Bordetella bronchiseptica
mensen zijn geen natuurlijke dragers van B. bronchiseptica, die typisch de luchtwegen van kleinere zoogdieren (katten, honden, konijnen, enz.) infecteert.). Mensen hebben meer kans om te worden geïnfecteerd door B. pertussis of B. parapertussis. In tegenstelling tot B. pertussis, B. bronchiseptica is over het algemeen resistent tegen macrolide antibiotica. Het is over het algemeen ook resistent tegen cefalosporinen. Sommige gevallen bij de mens zijn met succes behandeld met trimethoprim/sulfamethoxazol en fluorochinolonen.
B. bronchiseptica geeft geen pertussis toxine, dat is een van de karakteristieke virulentie factoren van B. pertussis, maar het heeft de genen om dit te doen, benadrukken de nauwe evolutionaire relatie tussen de twee soorten.
diergeneeskundige pathogenesisEdit
in diergeneeskunde, B. bronchiseptica leidt tot een reeks pathologieën in verschillende gastheren. Het is een ernstige ziekte van honden, varkens en konijnen, en is gezien bij katten, paarden en zeehonden. Er bestaat een PCR-test voor de ziekteverwekker.
bij varkens werken B. bronchiseptica en Pasteurella multocida synergetisch om atrofische rhinitis te veroorzaken, een ziekte die leidt tot gestage groei en vervorming van de neusschelpen in het neuseinde (snuit).
bij honden veroorzaakt B. bronchiseptica acute tracheobronchitis, die meestal een harde, toeterende hoest heeft.
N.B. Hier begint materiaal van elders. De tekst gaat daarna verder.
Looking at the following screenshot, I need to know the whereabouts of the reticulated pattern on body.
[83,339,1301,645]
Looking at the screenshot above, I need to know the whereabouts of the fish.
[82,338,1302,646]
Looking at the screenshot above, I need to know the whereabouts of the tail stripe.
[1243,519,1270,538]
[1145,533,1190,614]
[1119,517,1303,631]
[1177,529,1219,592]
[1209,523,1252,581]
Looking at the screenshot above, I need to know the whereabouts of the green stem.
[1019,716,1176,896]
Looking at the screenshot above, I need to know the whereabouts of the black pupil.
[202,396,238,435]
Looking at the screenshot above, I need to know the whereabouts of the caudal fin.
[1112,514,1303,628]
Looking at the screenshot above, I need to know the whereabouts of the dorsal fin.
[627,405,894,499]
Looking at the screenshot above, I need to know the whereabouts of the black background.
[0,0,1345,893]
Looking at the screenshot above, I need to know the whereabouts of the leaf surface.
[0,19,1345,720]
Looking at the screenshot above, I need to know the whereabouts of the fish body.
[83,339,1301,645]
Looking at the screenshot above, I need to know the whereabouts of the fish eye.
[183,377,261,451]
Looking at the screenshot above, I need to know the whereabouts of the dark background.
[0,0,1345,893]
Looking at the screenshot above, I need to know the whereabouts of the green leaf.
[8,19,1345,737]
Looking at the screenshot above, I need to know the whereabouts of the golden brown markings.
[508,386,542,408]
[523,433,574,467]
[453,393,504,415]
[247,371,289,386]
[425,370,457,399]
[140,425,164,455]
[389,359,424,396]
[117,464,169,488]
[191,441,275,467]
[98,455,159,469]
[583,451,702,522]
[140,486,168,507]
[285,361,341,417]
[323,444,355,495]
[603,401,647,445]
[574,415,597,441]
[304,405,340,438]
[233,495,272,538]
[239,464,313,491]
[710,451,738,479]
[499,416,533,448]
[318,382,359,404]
Kennelhoest kan ook worden veroorzaakt door canine adenovirus-2 of canine parainfluenzavirus of een combinatie van pathogenen.
bij konijnen, B. bronchiseptica wordt vaak gevonden in de neuswegen. Het wordt vaak verondersteld om een bijna asymptomatische infectie bekend als snuffels veroorzaken, maar de veroorzaker voor die ziekte is Pasteurella multocida; B. bronchiseptica vaak Co-infecteert de neusholte op hetzelfde moment.
katten geïnfecteerd met B. bronchiseptica zijn waargenomen met tracheobronchitis, conjunctivitis en rhinitis (bovenste luchtweginfectie – URI), mandibulaire lymfadenopathie en pneumonie. Echter, URI bij katten kan ook worden veroorzaakt door herpesvirus, calicivirus, mycoplasma species, of Chlamydia psittaci. Er bestaat een intranasaal vaccin voor katten.